Scultura di Nathalie Decoster

Chiudete gli occhi e immaginate di essere accolti da una vista emozionante del lago più romantico al mondo, di essere accompagnati nella vostra ricerca di pace dalla discrezione di secolari cedri, di essere coccolati nei piccoli piaceri della gola, di essere graditi ospiti e nello stesso tempo sentirsi riservati padroni di casa nell’intimo della propria suite.

Riaprite gli occhi, e per incanto il sogno si rivela realtà: benvenuti a Villa Làrio.

Villa Làrio nasce dall’intento di far rinascere un immobile del XIX secolo, appartenuto alla Famiglia Lombardi, facendo incontrare lo charme dell’architettura italiana classica con il luxury contemporaneo, con il risultato di valorizzare la sensazione “divina” della sponda orientale del ramo comasco del lago.

L’attributo “divina” non è casuale, doveroso omaggio alla leggendaria voce di Giuditta Pasta che aleggia ancora tra le increspature delle onde del lago: perché se la riva che ospita Villa Làrio è forse una meta meno conosciuta, è altrettanto prestigiosa e grazie ai giochi di soleggiamento e di penombra di cui gode da mattino a sera può vantare un’aura più poetica e più romantica.

Il Palazzo

Sviluppata in quattro diversi edifici (Il Palazzo, Villa Bianca, il Pavillon, la Garden Suite), Villa Làrio offre un concetto di hotellerie capace di fondere la tradizione nell’innovazione in ogni servizio garantito al proprio ospite.

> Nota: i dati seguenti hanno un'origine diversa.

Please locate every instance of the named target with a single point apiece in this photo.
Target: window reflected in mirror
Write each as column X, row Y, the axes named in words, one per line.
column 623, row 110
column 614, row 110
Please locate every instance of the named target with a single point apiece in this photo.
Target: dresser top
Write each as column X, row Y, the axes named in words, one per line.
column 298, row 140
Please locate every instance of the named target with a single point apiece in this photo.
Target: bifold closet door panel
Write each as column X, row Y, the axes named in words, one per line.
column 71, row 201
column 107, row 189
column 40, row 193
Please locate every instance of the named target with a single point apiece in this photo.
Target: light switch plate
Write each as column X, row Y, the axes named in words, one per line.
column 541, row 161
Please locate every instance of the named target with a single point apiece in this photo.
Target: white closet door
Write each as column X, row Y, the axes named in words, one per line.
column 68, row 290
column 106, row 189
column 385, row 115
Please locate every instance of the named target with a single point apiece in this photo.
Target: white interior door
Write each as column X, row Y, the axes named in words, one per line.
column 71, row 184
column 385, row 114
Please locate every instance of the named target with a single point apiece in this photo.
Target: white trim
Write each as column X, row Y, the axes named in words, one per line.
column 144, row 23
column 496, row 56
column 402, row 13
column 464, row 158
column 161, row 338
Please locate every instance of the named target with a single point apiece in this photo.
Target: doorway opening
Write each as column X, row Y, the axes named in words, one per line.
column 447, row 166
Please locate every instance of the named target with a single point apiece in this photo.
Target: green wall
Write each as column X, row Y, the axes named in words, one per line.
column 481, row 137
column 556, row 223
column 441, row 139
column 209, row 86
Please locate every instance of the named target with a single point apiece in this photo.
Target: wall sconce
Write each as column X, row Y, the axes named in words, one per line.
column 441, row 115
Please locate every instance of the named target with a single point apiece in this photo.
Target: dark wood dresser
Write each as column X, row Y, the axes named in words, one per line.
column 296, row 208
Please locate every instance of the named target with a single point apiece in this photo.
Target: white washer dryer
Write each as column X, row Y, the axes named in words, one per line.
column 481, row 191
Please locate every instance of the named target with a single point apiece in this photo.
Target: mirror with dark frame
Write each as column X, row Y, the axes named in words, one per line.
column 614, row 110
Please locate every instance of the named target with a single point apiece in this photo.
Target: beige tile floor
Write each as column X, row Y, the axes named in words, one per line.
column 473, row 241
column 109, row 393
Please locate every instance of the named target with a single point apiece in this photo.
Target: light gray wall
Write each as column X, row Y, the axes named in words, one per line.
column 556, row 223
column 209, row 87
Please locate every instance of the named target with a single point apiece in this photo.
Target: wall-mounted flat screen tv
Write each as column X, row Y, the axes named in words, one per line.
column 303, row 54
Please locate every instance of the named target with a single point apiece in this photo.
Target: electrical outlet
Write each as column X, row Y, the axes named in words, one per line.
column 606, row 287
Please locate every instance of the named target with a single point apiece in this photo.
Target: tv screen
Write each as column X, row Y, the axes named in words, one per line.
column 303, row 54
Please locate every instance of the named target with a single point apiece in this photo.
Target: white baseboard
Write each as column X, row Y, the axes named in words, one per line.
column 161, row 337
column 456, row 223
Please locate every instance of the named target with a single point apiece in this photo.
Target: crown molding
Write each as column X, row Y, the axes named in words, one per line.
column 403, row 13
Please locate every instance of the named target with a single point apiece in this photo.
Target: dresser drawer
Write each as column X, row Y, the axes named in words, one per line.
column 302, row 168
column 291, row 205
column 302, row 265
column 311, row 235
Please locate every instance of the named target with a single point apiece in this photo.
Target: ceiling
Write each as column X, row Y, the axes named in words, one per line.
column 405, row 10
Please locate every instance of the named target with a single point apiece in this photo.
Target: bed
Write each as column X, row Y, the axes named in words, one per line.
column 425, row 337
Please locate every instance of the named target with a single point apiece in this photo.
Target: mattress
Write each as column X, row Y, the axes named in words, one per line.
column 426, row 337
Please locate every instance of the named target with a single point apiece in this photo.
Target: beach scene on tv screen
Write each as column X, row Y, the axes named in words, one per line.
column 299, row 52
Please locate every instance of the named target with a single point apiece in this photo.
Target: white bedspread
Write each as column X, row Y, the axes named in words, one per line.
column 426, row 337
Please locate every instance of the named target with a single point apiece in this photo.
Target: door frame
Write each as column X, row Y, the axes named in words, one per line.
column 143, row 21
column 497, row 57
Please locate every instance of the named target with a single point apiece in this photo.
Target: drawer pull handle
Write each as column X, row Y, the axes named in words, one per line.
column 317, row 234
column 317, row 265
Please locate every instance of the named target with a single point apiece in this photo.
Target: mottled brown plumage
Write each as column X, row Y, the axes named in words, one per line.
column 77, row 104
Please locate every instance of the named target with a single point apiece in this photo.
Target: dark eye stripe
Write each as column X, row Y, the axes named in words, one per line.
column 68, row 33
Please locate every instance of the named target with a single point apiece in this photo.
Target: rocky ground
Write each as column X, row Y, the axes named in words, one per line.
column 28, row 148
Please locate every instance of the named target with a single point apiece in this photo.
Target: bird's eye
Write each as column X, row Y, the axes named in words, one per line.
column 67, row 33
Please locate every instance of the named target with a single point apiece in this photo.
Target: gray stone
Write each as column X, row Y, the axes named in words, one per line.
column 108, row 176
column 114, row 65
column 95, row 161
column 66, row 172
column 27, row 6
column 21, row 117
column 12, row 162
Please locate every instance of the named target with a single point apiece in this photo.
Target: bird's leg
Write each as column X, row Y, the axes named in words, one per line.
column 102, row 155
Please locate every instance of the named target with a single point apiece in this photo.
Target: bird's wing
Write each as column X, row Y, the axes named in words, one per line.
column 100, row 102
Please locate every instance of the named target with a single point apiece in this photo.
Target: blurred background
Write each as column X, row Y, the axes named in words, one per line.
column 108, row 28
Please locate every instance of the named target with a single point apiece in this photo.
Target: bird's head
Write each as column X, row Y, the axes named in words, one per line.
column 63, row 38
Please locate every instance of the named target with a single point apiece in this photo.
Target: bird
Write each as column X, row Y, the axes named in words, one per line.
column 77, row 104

Il camino monumentale che domina la reception è l’immagine concreta della filosofia che caratterizza l’idea di accoglienza e di soggiorno a Villa Làrio, così come le diciotto suites, dal design estremamente ricercato a firma di Castagna 1939 di Pietro Castagna, che si è avvalso delle maestranze artigianali del territorio, sono state concepite in modo tale che dalla privacy della propria stanza si possa godere pienamente della magia del tramonto sul lago.

Per la ristorazione Villa Làrio ha deciso di scommettere sui talenti e sulla ricerca culinaria di Executive Chef Michele Tamburino e di Chef Alex Visconti, attenti a creare un’esperienza del gusto fuori del comune, studiando menù stagionali incentrati su pochi ingredienti chiave, con i quali giostrare un circolo di sapori e colori che profumano di lago e di Mediterraneo.

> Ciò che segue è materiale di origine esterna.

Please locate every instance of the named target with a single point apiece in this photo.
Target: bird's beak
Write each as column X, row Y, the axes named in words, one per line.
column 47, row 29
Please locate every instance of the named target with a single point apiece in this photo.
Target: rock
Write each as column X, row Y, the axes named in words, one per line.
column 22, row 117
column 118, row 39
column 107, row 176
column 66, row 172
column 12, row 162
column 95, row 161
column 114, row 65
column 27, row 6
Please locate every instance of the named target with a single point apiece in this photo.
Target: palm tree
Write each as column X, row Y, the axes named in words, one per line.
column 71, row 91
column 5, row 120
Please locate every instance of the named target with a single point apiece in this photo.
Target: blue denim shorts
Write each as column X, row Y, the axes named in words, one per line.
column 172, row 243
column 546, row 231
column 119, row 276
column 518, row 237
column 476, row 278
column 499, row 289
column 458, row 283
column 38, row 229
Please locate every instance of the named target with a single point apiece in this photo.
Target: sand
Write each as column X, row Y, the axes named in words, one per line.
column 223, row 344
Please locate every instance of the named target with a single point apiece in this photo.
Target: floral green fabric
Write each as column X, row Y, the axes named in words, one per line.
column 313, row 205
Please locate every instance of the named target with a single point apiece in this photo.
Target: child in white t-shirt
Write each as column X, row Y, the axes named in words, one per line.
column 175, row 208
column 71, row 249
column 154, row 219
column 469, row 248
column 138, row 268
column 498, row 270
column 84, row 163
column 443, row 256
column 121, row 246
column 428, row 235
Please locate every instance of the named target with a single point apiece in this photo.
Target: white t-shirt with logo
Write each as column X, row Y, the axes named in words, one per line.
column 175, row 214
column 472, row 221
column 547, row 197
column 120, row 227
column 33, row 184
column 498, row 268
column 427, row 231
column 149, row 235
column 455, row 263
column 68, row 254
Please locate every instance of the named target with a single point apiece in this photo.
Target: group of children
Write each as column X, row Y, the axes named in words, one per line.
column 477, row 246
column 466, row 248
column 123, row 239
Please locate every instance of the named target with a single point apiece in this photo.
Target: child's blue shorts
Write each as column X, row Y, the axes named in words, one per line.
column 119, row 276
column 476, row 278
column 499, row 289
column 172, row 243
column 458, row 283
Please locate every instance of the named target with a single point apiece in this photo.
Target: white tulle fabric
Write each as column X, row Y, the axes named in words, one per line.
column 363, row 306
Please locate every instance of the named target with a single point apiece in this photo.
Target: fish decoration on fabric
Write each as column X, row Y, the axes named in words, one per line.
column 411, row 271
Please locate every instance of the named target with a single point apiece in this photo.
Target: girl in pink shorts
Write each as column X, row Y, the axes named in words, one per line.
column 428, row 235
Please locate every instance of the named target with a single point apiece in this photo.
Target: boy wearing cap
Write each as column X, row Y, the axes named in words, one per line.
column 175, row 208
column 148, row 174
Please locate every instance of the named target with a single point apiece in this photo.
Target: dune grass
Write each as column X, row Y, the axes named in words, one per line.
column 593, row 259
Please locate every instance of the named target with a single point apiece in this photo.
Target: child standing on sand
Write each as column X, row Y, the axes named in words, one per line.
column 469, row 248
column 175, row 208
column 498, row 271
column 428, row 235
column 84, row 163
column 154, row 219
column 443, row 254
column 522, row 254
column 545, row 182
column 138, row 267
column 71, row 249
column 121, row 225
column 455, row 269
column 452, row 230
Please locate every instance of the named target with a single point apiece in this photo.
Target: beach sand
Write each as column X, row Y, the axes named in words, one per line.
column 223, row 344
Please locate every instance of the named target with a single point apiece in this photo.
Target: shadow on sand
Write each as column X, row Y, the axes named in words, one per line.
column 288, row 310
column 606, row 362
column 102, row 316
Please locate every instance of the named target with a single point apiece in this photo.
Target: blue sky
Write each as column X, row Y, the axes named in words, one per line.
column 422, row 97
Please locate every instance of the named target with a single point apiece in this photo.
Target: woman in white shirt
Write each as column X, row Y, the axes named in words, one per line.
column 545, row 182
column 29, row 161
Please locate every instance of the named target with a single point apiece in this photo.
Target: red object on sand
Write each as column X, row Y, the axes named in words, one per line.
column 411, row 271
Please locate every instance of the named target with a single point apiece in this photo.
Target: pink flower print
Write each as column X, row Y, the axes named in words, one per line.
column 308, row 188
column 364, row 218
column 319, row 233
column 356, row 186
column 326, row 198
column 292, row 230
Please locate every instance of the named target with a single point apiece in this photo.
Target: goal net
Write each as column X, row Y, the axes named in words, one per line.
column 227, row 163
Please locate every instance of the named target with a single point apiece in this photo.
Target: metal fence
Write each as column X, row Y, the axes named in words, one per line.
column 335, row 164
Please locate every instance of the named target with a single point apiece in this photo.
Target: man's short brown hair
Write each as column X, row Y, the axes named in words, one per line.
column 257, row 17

Le regole del bello ideale hanno guidato Danilo Carelli nel recupero dell’antico splendore delle facciate di Villa Làrio: il mosaico a rosone centrale che impreziosisce il pavimento del terrazzo a piano terra del Palazzo è il biglietto da visita delle attività outdoor che si possono svolgere all’interno del resort.

La piscina a sfioro di 20 metri con vista panoramica è sicuramente la regina delle attrattive esterne di Villa Làrio, ma è nei dettagli che Villa Làrio propone l’assoluto comfort della residenza e dell’ospitalità italiana: dal pontile privato che consente un personale accesso diretto al lago e l’opportunità di fare un tour in barca Riva, al soddisfare l’esigenza di avere a disposizione un tranquillo angolo per il remote working anche quando si è in vacanza, alla passeggiata all’ombra dei cedri che come sentinelle silenziose sembrano vigilare sulla serenità di Villa Làrio e di tutto il lago di Como, pronto a vivere con coraggio e con amore un nuovo rinascimento e una nuova vita dopo il difficile periodo della pandemia.